Matthaeus: The highs and lows
“He's the best rival I ever had. I guess that's enough to define him,” Diego Maradona wrote in his autobiography about the German who was his immediate midfield adversary in two World Cup finals.
The personal battle finished Lothar Matthaeus 1-1 Diego Maradona, with West Germany's title at Italia '90 equalising Argentina's at Mexico '86. In Italy, Matthaeus was by far the outstanding player of the tournament, his athleticism, power and determination making him the apex of a box-to-box midfielder.
Matthaeus also holds the record for most games played at the World Cup. His 25 matches played over five tournaments (1982 to 1998) is probably unbeatable. Only one other player has appeared in five, Mexico's Antonio Carbajal, a goalkeeper who participated in just 11 matches from 1950 to 1966.
From the pair of matches played in 1982 as a young defensive midfielder to his final appearance as a deep-lying defender at France '98, each World Cup saw a different Matthaeus. However, that constant presence did not necessarily make German hearts grow fonder; for all his achievements, Matthaeus inspires a mixed reception -- at best.
“The strange thing is his reputation is much bigger outside Germany,” said Uli Hesse, who once ran Matthaeus' website for him and was his regular ghostwriter. “People outside Germany tend to focus on what he has done on the pitch, but as a German, you cannot have one without the other. There is another side to him.”
Through the years, Matthaeus has fallen out with just about everybody, from a civil war with Jurgen Klinsmann over the Bayern Munich captaincy that stopped him playing at Euro '96 to a row over a Bayern testimonial that led to club president Uli Hoeness saying he would not even employ Matthaeus as a “greenkeeper.”
The player of Italia '90 is how Matthaeus is best remembered -- a goal against Yugoslavia in West Germany's opening match his finest highlight. Setting off from deep in his own half, he powered on, a shimmy beyond a pair of Yugoslav defenders buying him space to lash in a left-footed shot to score his second of the game and the Germans' third.
“That's probably a key moment to realise what he could do, and it kick-started the whole tournament for Germany,” said Hesse. “We knew where we stood, once that ball went in. Everything was going to be OK.”
With Matthaeus dominating midfield battles, West Germany's progress to the final was serene. A rematch with Argentina, who had beaten them in the final of Mexico '86, awaited in Rome's showpiece.
Matthaeus dominated the final, won 1-0 by an Andreas Brehme penalty that the skipper passed up the chance to take. Captain marvel Matthaeus lifted the trophy while Maradona sobbed tears of disappointment.

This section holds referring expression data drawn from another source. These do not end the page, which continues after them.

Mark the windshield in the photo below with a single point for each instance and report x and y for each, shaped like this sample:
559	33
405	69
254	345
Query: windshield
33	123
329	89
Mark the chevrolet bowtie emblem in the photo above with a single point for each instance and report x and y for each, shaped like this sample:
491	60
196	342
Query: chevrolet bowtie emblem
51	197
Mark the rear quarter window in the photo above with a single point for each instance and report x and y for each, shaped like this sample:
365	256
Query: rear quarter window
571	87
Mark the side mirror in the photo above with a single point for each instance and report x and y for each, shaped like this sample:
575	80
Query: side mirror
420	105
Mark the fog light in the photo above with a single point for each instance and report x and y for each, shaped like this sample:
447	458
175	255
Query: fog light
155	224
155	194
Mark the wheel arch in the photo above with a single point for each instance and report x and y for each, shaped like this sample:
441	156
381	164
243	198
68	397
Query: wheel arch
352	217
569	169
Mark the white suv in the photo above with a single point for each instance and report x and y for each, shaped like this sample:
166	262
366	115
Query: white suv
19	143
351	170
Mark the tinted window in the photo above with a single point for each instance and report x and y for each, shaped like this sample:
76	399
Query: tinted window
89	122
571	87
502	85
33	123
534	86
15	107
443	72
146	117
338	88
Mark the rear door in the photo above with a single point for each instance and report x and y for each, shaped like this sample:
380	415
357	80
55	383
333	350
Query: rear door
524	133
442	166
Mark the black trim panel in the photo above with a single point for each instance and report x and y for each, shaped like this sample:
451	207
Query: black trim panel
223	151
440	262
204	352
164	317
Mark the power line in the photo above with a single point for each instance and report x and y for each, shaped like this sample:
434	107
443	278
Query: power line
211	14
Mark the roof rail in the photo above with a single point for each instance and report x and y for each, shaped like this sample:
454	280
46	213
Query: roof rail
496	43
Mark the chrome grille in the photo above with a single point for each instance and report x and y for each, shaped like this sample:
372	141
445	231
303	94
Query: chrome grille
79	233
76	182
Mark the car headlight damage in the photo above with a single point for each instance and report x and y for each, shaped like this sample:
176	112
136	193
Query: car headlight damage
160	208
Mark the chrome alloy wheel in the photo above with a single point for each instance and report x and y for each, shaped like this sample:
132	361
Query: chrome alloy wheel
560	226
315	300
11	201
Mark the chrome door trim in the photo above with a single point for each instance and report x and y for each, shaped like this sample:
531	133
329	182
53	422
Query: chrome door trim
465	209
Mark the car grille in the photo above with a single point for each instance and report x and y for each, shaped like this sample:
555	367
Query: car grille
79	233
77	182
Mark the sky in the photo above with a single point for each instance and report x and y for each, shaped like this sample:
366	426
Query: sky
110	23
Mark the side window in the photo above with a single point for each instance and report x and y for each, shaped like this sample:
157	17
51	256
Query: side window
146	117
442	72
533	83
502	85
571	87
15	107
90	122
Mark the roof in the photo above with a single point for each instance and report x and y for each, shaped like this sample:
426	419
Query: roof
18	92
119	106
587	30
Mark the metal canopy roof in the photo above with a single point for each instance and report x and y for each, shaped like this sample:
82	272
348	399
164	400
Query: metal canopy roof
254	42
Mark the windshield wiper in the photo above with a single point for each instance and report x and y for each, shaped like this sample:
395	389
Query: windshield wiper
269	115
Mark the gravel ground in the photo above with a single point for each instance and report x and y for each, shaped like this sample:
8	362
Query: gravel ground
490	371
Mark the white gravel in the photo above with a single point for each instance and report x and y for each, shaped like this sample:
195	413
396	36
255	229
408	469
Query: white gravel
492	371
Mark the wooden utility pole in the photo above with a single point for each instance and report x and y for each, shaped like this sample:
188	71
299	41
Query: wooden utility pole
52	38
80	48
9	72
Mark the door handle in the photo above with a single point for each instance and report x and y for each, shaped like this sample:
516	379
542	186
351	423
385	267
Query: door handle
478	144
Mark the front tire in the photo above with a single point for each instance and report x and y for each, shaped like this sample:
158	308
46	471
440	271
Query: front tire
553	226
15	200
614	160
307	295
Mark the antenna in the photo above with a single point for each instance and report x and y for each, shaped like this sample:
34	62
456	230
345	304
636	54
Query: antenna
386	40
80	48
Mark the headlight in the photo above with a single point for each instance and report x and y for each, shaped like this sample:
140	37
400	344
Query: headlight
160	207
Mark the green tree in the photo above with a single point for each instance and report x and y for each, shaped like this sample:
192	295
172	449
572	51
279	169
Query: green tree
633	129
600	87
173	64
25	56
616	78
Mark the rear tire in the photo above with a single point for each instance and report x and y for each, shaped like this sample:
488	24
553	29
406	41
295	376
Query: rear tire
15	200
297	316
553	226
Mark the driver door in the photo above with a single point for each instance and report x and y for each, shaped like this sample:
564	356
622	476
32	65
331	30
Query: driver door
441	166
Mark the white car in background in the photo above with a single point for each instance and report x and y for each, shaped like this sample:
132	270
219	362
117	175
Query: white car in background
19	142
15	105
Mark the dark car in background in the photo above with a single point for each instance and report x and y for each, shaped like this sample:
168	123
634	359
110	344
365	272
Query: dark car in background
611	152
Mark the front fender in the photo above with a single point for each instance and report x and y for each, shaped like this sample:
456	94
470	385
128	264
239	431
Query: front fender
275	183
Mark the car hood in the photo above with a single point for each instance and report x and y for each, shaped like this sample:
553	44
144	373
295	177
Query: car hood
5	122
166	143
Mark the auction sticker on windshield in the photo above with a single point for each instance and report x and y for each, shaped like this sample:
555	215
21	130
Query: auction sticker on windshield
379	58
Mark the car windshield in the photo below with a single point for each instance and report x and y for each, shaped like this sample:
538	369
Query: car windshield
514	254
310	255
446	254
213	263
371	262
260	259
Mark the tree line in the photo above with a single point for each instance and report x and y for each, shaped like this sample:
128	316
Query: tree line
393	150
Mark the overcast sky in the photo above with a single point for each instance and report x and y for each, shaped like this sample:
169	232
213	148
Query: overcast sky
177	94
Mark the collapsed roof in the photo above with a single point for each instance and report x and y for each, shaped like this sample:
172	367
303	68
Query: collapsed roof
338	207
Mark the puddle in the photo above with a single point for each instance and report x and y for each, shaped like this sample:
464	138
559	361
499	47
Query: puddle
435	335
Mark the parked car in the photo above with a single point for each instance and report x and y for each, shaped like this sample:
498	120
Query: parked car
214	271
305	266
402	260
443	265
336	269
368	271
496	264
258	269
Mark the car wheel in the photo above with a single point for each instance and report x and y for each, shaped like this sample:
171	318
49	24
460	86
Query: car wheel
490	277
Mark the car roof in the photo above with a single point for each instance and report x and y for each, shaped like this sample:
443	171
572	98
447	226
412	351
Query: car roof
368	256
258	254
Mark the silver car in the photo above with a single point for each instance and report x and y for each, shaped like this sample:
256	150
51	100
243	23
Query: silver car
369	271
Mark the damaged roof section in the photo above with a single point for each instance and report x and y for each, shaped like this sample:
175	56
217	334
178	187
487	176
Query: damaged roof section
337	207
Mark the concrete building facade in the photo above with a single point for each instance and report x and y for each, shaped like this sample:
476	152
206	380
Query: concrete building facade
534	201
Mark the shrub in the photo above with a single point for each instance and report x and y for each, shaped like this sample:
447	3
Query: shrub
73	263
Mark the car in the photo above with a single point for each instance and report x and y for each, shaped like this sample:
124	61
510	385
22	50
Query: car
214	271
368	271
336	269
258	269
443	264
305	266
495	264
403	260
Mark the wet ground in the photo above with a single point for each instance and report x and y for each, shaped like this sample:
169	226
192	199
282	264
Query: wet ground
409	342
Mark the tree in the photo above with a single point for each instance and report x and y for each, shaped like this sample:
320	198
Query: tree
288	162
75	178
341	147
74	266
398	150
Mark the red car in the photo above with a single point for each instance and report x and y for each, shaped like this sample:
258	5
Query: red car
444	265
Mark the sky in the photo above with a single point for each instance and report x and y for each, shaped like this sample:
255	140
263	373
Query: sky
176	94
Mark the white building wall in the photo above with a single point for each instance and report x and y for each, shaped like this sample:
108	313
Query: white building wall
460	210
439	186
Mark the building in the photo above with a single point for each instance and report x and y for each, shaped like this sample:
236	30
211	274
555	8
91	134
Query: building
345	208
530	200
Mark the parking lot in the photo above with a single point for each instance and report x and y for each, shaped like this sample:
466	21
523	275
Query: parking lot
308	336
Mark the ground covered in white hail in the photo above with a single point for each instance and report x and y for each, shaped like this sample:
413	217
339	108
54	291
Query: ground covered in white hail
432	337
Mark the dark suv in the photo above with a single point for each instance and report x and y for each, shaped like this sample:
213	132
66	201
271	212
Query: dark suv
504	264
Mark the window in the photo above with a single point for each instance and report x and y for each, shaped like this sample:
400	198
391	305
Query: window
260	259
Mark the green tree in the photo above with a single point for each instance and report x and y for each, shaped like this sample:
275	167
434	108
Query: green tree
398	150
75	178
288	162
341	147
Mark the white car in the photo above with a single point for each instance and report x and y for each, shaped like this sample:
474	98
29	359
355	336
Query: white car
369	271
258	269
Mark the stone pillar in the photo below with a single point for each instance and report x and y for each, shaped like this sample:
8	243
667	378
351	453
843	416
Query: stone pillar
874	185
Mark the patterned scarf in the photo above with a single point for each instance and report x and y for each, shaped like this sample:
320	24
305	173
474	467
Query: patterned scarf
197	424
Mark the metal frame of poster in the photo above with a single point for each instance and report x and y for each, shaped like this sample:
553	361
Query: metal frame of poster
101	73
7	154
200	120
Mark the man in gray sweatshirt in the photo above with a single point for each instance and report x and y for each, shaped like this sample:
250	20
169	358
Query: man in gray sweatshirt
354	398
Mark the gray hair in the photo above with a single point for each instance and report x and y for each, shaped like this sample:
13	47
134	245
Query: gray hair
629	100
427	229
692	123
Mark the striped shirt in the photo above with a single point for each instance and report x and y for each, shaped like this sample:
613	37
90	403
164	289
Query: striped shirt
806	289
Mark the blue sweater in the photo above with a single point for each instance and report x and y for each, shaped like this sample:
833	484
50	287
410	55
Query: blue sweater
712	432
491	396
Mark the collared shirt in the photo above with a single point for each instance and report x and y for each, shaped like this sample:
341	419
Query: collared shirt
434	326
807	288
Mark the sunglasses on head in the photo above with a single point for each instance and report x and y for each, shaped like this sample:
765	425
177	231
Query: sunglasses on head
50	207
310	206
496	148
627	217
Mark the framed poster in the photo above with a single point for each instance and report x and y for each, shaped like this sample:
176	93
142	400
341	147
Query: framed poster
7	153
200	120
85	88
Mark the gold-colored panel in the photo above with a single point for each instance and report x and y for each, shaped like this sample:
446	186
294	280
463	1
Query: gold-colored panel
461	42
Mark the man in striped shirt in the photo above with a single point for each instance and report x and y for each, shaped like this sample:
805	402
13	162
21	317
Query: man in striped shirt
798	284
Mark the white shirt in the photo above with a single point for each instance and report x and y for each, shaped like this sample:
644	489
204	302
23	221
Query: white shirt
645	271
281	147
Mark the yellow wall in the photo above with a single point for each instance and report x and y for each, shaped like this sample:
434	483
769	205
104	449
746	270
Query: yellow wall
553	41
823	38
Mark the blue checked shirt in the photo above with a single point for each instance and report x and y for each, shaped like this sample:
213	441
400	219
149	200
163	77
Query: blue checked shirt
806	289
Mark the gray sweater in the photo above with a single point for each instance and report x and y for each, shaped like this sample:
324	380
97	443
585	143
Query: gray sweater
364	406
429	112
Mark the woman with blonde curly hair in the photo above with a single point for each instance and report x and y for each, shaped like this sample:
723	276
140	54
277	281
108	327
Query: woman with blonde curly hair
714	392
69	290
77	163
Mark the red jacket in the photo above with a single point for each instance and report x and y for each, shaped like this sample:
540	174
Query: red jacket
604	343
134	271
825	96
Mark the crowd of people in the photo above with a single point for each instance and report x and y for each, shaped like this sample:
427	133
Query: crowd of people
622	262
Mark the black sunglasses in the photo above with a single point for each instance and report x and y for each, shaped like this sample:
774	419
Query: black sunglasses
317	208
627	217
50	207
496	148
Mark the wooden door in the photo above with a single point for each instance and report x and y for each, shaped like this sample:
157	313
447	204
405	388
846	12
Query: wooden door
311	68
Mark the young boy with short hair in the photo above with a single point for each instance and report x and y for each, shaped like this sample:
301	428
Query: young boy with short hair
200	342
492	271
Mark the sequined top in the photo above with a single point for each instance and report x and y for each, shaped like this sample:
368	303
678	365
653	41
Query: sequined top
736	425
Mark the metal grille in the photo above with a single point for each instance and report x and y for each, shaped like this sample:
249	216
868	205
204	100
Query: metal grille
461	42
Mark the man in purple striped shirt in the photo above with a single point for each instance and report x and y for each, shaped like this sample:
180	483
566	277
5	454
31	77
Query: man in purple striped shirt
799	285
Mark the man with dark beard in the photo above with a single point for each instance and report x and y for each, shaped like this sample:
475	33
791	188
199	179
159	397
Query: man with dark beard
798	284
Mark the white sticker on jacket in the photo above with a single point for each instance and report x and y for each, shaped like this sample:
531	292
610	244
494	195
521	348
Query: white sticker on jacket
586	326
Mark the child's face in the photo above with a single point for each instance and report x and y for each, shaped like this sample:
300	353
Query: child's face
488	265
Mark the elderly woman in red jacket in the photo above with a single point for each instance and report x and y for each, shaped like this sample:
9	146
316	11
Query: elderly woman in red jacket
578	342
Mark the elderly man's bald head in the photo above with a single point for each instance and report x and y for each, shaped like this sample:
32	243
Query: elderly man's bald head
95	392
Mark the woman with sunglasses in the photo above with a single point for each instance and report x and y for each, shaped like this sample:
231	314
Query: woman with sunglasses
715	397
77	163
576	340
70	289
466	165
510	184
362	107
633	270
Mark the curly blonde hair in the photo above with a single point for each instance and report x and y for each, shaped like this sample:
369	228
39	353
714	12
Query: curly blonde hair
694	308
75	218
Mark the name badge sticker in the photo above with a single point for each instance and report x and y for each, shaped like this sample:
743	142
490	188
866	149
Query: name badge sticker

Matthaeus would return, but as a very different player after suffering a cruciate ligament rupture playing for Inter in 1991. He inherited the sweeper role that was once Beckenbauer's but was not nearly as successful as his mentor. USA '94 saw Germany shocked 2-1 by Bulgaria in the quarterfinals and at France '98 by Croatia, who ran riot 3-0 in a quarterfinal that cruelly exposed the slowness of the ageing captain.
It was a sad way to end the longest World Cup career of all, one that in 1990 scaled the very heights.